Tip 3: crop. Another great tip is to cut out the riff raff. When shooting any type of food, it is important to get those raw elements up close and personal and avoiding a busy background. This is sometimes referred to as ‘cropping.’ When you zoom right into the food, there is less distracting visual elements and so the textures and qualities of the dish are being represented adequately.
Tip 4: backlighting. When food is lit from behind, it gives off a natural, rustic vibe. It always enhances certain details that would otherwise be lost. So if you have the source of light, use it, you will be amazed by the effect it brings on.
Tip 5: shallow depth of field. As mentioned earlier, blurring out distractions is a very important part of food photography, this is what is termed as a shallow depth of field. Using a shallow depth of field usually gives off that 'something something'. If your camera has a macro mode, use it for food photography. However, if the purpose of your image is to capture the full scope of what's on the table, then blurring out other dishes would not be optimal. So really decide what the purpose of your picture is, this will determine whether or not to use a shallow depth of field.

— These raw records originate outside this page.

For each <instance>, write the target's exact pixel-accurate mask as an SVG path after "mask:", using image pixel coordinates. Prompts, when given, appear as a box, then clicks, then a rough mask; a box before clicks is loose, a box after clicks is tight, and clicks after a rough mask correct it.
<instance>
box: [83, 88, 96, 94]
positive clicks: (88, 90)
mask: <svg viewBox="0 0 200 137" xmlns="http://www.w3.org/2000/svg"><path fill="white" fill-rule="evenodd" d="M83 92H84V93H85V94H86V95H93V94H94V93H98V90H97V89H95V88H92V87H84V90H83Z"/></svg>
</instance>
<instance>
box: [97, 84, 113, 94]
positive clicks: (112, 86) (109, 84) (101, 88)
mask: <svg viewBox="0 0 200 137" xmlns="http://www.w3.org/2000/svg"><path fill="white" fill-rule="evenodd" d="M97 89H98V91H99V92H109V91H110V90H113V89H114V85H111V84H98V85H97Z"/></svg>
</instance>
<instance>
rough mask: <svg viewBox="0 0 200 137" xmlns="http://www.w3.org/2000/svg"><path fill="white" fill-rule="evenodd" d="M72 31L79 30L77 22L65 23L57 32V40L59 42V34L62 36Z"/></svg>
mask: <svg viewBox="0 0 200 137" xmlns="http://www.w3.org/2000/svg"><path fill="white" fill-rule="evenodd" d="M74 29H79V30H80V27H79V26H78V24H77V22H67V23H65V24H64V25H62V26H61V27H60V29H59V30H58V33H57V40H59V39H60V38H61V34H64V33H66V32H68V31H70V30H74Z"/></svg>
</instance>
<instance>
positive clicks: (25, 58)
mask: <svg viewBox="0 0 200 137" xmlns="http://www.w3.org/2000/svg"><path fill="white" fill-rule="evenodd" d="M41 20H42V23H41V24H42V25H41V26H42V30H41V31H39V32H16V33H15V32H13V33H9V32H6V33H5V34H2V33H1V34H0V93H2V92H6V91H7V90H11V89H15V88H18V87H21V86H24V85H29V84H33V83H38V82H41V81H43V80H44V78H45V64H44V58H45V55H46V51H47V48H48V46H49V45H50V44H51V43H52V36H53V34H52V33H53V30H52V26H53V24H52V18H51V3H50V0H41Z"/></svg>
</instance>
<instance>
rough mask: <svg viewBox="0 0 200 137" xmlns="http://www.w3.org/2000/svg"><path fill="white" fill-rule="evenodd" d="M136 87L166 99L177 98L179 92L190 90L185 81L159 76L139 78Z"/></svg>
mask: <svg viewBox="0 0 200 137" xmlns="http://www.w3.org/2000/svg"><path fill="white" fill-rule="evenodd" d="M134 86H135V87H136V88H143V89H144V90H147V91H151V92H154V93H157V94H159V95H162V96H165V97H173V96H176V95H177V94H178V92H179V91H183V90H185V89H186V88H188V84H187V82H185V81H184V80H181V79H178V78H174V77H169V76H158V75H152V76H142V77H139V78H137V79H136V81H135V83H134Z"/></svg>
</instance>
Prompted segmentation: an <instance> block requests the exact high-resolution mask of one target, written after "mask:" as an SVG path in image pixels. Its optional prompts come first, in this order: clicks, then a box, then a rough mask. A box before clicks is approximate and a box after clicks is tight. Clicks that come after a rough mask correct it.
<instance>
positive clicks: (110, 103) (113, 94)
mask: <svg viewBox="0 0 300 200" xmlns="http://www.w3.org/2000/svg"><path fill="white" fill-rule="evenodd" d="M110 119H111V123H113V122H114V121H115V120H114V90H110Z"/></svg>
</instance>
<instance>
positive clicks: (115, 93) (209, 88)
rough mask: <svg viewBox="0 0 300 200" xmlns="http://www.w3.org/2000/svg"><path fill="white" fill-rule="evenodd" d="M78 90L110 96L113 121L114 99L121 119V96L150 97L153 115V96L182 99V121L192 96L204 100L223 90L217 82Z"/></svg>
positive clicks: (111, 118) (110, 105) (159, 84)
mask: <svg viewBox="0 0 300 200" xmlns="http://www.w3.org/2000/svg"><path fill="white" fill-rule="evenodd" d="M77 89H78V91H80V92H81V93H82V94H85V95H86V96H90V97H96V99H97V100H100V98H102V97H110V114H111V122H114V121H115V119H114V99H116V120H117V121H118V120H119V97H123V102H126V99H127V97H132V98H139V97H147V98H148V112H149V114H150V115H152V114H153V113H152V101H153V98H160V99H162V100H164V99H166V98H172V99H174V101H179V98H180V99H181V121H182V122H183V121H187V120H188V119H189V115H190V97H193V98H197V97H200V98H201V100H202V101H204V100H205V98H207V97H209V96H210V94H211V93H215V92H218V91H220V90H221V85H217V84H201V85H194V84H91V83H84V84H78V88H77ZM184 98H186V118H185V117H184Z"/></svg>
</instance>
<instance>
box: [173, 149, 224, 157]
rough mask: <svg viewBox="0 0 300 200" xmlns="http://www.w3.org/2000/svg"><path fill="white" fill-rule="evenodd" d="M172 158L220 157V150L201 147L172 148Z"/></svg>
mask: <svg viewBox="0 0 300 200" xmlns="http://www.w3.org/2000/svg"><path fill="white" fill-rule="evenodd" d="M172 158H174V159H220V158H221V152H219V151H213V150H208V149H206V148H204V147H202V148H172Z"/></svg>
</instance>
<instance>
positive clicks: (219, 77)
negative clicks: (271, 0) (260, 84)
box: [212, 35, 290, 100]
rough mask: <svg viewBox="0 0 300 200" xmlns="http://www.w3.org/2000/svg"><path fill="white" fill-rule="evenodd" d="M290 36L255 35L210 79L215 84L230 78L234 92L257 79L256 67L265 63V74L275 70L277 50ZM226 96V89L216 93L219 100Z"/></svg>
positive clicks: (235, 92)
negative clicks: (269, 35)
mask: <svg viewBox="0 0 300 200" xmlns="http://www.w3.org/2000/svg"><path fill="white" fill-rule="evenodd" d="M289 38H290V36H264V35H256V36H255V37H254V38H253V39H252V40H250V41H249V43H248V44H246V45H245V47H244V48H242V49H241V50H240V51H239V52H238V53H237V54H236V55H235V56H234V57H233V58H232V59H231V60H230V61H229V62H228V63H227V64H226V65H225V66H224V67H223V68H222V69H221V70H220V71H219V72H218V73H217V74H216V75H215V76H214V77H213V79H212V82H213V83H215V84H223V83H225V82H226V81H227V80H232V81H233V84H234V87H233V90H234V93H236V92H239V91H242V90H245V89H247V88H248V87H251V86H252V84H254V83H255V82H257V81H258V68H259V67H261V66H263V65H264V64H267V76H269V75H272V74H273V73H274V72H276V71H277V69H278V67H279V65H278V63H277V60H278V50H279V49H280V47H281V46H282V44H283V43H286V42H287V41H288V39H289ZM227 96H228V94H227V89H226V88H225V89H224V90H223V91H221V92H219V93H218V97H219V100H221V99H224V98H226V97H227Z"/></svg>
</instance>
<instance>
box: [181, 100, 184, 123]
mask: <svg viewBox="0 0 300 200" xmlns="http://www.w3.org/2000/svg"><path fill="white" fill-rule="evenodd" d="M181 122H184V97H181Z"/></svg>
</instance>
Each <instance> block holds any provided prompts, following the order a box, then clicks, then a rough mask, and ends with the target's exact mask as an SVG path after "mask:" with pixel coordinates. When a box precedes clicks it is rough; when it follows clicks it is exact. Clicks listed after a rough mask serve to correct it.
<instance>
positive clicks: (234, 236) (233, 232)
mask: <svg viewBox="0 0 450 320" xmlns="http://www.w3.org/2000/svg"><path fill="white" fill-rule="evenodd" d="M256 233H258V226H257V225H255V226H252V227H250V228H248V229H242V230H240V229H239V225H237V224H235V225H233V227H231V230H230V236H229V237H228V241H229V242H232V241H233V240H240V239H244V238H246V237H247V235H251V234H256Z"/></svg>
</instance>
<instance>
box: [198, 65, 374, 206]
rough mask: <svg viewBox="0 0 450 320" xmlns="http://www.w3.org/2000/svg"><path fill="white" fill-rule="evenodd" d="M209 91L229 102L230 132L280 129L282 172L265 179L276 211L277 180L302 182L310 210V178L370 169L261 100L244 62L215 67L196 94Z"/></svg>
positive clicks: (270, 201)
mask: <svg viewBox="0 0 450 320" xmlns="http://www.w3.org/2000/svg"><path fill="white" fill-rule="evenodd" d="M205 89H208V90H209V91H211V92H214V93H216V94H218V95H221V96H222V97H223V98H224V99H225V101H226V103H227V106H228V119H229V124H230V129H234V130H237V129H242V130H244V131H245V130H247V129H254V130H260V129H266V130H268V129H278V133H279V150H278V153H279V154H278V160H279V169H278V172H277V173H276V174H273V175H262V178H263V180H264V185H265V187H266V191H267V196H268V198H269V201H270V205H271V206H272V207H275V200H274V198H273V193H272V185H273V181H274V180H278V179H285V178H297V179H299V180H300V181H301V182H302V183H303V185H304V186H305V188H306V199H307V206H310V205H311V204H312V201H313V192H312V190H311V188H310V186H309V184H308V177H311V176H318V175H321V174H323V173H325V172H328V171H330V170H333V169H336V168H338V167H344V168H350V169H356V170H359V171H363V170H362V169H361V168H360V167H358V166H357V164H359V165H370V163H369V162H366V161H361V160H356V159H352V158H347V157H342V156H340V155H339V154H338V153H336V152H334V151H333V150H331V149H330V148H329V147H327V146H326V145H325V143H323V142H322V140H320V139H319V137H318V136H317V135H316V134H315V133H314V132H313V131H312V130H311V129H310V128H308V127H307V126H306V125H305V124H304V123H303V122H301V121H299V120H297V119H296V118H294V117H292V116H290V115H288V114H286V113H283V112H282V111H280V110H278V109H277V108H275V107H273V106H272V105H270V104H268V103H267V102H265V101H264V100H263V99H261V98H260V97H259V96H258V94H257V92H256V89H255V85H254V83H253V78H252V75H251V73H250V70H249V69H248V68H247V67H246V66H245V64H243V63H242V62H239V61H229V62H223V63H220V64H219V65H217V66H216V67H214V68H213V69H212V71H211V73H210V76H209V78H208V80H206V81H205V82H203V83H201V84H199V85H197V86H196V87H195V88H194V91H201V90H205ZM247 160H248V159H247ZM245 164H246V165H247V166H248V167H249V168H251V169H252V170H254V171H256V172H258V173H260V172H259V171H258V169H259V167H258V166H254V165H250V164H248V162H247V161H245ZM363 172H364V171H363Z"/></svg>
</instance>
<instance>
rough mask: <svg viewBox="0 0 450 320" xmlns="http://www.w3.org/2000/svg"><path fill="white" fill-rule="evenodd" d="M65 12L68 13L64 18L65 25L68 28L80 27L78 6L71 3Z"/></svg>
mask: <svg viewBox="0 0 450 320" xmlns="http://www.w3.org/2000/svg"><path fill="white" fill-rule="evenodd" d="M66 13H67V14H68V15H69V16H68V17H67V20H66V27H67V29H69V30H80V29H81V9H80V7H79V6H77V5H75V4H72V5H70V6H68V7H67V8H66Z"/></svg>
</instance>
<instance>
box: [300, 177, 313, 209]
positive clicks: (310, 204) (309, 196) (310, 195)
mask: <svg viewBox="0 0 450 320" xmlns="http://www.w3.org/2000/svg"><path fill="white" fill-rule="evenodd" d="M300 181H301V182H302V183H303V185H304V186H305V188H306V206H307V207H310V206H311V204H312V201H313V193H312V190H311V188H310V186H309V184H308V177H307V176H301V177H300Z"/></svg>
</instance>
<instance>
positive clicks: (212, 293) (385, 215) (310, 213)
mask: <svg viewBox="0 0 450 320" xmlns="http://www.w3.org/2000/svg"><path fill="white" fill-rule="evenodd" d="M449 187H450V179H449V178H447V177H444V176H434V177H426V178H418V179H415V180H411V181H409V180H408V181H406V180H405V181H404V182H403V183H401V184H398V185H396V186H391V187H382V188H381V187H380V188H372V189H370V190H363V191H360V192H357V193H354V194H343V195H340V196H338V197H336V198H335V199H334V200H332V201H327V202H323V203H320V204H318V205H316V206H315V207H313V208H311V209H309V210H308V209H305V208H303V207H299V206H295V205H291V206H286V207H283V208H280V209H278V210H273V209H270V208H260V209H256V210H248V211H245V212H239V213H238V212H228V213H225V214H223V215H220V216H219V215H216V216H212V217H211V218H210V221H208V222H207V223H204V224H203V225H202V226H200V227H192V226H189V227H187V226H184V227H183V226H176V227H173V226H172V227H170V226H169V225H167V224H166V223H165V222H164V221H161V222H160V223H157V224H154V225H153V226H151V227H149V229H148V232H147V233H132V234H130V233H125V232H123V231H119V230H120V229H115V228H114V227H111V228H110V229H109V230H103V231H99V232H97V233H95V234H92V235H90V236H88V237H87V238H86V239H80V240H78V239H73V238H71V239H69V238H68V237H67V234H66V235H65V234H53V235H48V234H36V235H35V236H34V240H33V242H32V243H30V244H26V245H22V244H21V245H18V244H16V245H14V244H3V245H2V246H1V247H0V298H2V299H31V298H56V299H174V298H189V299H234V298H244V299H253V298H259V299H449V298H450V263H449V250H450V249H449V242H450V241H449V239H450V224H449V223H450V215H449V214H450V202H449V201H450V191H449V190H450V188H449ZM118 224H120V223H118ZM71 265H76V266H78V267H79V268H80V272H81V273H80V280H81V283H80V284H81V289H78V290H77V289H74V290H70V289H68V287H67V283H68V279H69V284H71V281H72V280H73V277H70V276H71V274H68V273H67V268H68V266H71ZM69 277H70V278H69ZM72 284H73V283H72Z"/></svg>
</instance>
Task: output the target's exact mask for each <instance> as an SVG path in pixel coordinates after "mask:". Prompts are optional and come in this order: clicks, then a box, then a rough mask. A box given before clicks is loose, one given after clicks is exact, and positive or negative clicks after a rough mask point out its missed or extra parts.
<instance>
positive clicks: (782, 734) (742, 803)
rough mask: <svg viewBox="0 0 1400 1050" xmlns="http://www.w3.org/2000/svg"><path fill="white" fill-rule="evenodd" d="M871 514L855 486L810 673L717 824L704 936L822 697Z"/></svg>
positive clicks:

Tip 6: steady hands. One of the most important tips of all is steadying your hand. With a steady hand, comes sharp, focused images that can make a world of difference to the viewer. So keep that hand steady and shoot away.
Tip 7: avoid direct flash and utilize slow shutter speed. Images usually look much better without flash placed directly on the camera, and with most dslr’s or pocket cameras, the flash is located on the top of the camera itself. This is why it is better to eliminate the use of flash and use available lighting and a slower shutter speed.
Tip 8: adjust white balance. Adjusting the white balance on your camera can make a world of difference to the image. Usually indoor restaurants use tungsten bulbs, which can make food images look a little too yellow. So adjusting the white balance to either 5000 k or daylight balance can maintain a natural look and feel to the image.
When using an iPhone or camera phone, the same rules apply. Just make sure that you familiarize yourself with all the settings before shooting.